While some firms have a structured operational risk management department, some do not. However, these are the procedures businesses adhere to:

  1. Define the scope, aim, and purpose of operational risk management. Keep in mind that different industries have different definitions of operational risk.
  2. Define the roles essential to the function’s success; these roles may or may not include a chief operational risk officer.
  3. Together with those other functions, define operational risk management’s relationship to other risk management functions.
  4. Choose the methods for measuring and monitoring operational risk.
  5. Determine which tools will be required to support a successful operational risk function and whether the organization already has such tools or needs more. 
  6. To prevent adding unnecessary risk to the tech stack or unintentionally creating security vulnerabilities, only purchase what is necessary with the aid of IT and security.
  7. Establish secure access to the data required for operational risk management. Identify the appropriate data sources and their owners.
  8. Identify process-related risks and their corresponding causes by working with other risk functions and the company.

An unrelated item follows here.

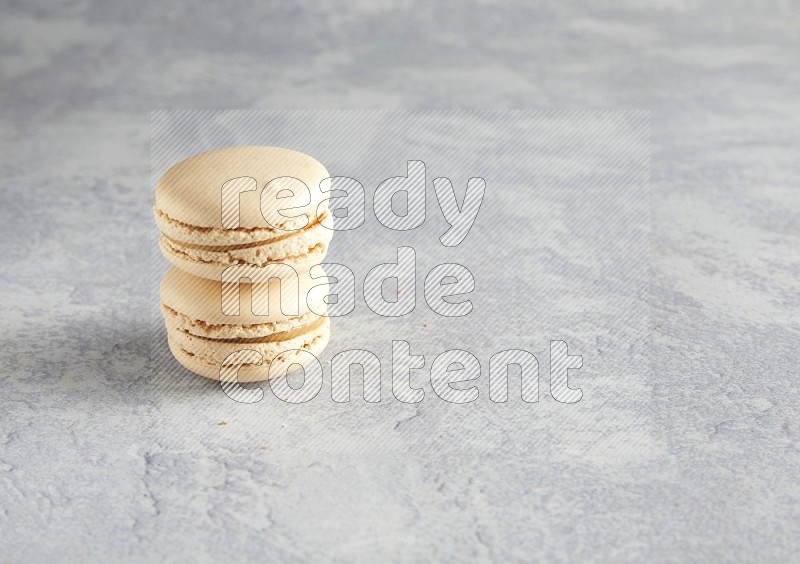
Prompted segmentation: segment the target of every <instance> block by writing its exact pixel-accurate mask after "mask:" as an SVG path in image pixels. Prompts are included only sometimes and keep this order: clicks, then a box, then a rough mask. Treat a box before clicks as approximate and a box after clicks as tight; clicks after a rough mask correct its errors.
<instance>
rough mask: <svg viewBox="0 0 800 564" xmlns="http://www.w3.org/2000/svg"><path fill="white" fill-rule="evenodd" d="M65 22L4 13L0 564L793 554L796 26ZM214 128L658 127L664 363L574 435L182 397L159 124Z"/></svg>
mask: <svg viewBox="0 0 800 564" xmlns="http://www.w3.org/2000/svg"><path fill="white" fill-rule="evenodd" d="M50 4H52V3H50V2H30V1H25V2H6V3H4V4H3V5H2V6H1V7H0V16H1V17H0V63H1V64H0V107H1V108H2V111H1V112H0V148H1V149H2V151H0V167H1V168H0V170H2V172H3V173H4V184H3V194H4V196H5V197H4V200H3V207H2V211H1V212H0V234H1V235H2V249H3V253H2V257H1V258H0V279H1V280H2V284H0V304H1V305H2V321H3V323H2V328H3V331H2V335H1V336H0V361H2V364H1V365H0V366H2V369H0V378H1V379H2V383H3V393H2V395H0V505H2V511H1V512H0V560H2V561H9V562H45V561H53V560H54V559H55V560H65V561H84V560H91V561H119V560H132V561H152V560H156V561H184V560H190V561H211V560H219V559H221V558H228V559H234V560H245V559H256V558H261V557H268V558H272V559H275V560H280V561H296V560H333V561H352V560H359V561H382V560H394V561H419V560H446V559H452V560H466V559H470V558H478V559H496V560H504V559H510V560H537V559H540V560H546V561H577V560H580V561H597V562H607V561H642V560H653V561H752V562H770V561H773V562H774V561H786V562H789V561H797V559H798V558H799V557H800V552H798V551H799V550H800V547H799V546H798V540H797V539H798V538H800V534H798V533H799V532H800V531H798V529H800V526H799V525H798V523H800V504H799V503H798V501H799V498H800V489H799V488H798V486H797V479H796V476H797V475H798V471H799V470H800V456H798V442H797V441H798V433H800V429H799V428H798V407H797V406H798V404H799V402H800V392H799V391H798V390H799V388H798V386H797V383H796V375H797V353H798V345H797V344H798V338H799V337H800V331H799V330H798V329H800V327H799V325H800V322H799V321H798V315H797V313H798V302H800V299H799V298H798V295H799V293H798V289H800V284H798V277H799V276H800V257H799V256H798V255H799V253H798V249H799V248H800V230H799V229H798V217H799V215H798V214H800V192H798V182H800V171H799V170H798V167H797V155H798V145H799V144H800V110H798V101H797V92H800V65H798V63H797V56H796V53H797V52H798V51H800V34H799V33H798V29H800V15H799V14H798V10H797V8H796V7H794V6H793V5H791V3H789V2H779V1H774V2H760V3H755V2H753V3H750V2H741V3H730V2H721V1H720V2H708V3H699V2H688V1H676V2H656V3H653V5H652V6H651V7H649V8H642V7H641V5H640V4H639V3H635V2H623V3H621V4H617V7H616V8H613V9H612V8H599V7H597V6H598V5H597V4H596V3H591V2H566V3H557V4H556V3H553V4H551V5H544V4H538V3H534V2H522V1H520V2H516V3H503V4H497V3H494V2H488V1H482V2H472V3H463V2H436V3H424V2H385V3H372V2H366V1H363V2H358V3H350V5H349V7H348V8H346V9H342V8H341V7H340V6H335V5H333V3H327V2H325V3H317V2H303V3H300V4H294V5H289V4H277V3H270V4H268V5H265V4H264V3H259V2H251V3H225V4H224V5H223V4H219V5H218V6H213V5H209V6H206V7H203V8H198V7H196V6H189V5H188V4H181V3H178V2H173V1H169V2H155V1H153V2H142V3H133V2H131V3H126V4H122V3H119V4H118V5H115V4H111V3H104V2H91V1H66V2H62V3H59V4H58V6H57V7H53V6H51V5H50ZM198 107H213V108H278V109H291V108H314V109H316V108H330V109H332V108H453V107H457V108H458V107H482V108H543V107H561V108H584V107H592V108H622V109H643V110H649V111H651V116H652V121H651V127H652V167H651V190H652V196H651V217H652V229H653V230H652V236H651V252H650V257H651V265H652V285H651V313H650V317H651V333H650V350H649V353H648V356H649V361H650V367H651V370H646V369H645V370H642V372H641V374H642V375H643V376H642V378H641V379H639V380H638V384H639V385H638V387H634V388H630V389H629V391H628V392H627V394H624V395H622V396H620V397H618V398H617V401H616V403H614V402H611V403H608V404H604V405H598V404H597V403H592V402H591V401H590V400H591V396H589V395H587V397H586V398H585V399H584V401H582V402H581V403H580V404H578V405H577V406H573V407H576V408H578V409H581V410H582V411H581V412H580V413H581V418H580V420H581V422H582V423H583V426H581V427H580V428H568V429H565V427H564V425H565V424H566V423H568V422H569V421H566V420H567V419H569V417H568V416H566V415H564V414H566V413H568V412H567V411H565V409H566V406H561V405H556V406H553V405H552V403H553V402H552V401H551V402H550V403H548V402H547V401H542V402H541V403H540V404H539V405H538V406H537V407H541V408H542V409H541V410H540V411H539V412H538V413H537V417H536V418H535V419H533V420H532V419H531V418H530V417H529V416H527V417H526V418H524V419H518V418H517V419H515V418H516V417H518V416H519V413H520V412H519V411H514V410H512V411H510V412H509V413H507V414H506V415H507V417H506V419H503V417H502V415H503V413H502V412H492V414H491V415H487V413H489V411H488V410H486V409H484V407H480V408H475V409H473V410H470V406H458V407H459V408H465V409H462V410H460V411H458V412H457V415H453V414H454V413H455V412H452V411H450V412H448V411H447V410H441V409H438V408H435V407H429V404H428V403H424V404H422V405H421V406H420V407H418V408H415V407H414V406H406V405H404V404H400V403H398V402H386V403H385V404H384V403H382V404H381V405H380V406H379V407H377V408H376V407H375V406H368V405H364V404H363V403H351V404H350V405H345V406H339V405H334V404H332V402H330V401H320V402H311V403H309V404H306V405H303V406H282V405H281V404H279V403H278V402H273V403H272V404H270V405H269V406H268V407H264V406H262V407H256V408H252V406H249V407H242V408H241V409H240V407H239V406H236V405H232V402H231V401H230V400H228V399H227V398H225V397H224V396H223V397H220V394H218V393H215V390H214V389H212V388H209V387H208V386H203V385H201V384H199V383H195V384H187V386H186V387H185V388H183V389H182V390H181V391H180V393H176V394H175V395H174V396H169V397H168V396H167V395H166V394H165V393H163V392H164V389H163V387H160V386H157V385H154V384H153V381H152V378H151V374H150V373H149V371H148V370H149V369H148V358H149V354H150V334H151V327H150V324H149V306H150V301H151V296H150V291H149V273H150V250H151V245H152V241H151V239H150V231H149V229H150V225H151V224H150V209H149V201H150V193H149V177H150V164H149V131H150V125H149V112H150V110H152V109H161V108H198ZM601 345H602V343H599V344H598V346H597V350H583V351H580V352H581V353H582V354H584V355H585V358H587V359H588V358H590V357H591V356H592V355H600V354H602V346H601ZM643 358H645V357H643ZM643 362H646V361H643ZM607 377H608V382H610V383H611V384H613V382H614V380H613V375H607ZM589 389H591V388H587V392H588V390H589ZM430 405H431V406H433V405H435V404H430ZM474 405H478V403H476V404H474ZM481 405H483V404H481ZM548 406H549V407H548ZM245 409H247V411H245ZM573 413H574V412H573ZM448 414H449V416H447V415H448ZM220 419H226V420H228V425H226V426H220V425H218V424H217V423H218V421H219V420H220ZM515 424H516V425H515ZM520 427H524V429H525V432H520ZM465 437H466V438H465ZM261 446H267V447H268V448H266V449H262V448H261Z"/></svg>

  9. Determine the processes’ associated risks, such as their ability to scale as required or suitability for the environment in which they operate.
  10. Set up categories for risk.


Operational risk is the danger of suffering losses due to poor or ineffective procedures, rules, plans, or circumstances that interfere with business operations. Various circumstances, including employee mistakes, criminal activities like fraud, and natural disasters, can cause operational risk. Operational risk consists of the chances and uncertainties a company faces in the course of conducting its daily business activities, procedures, and systems.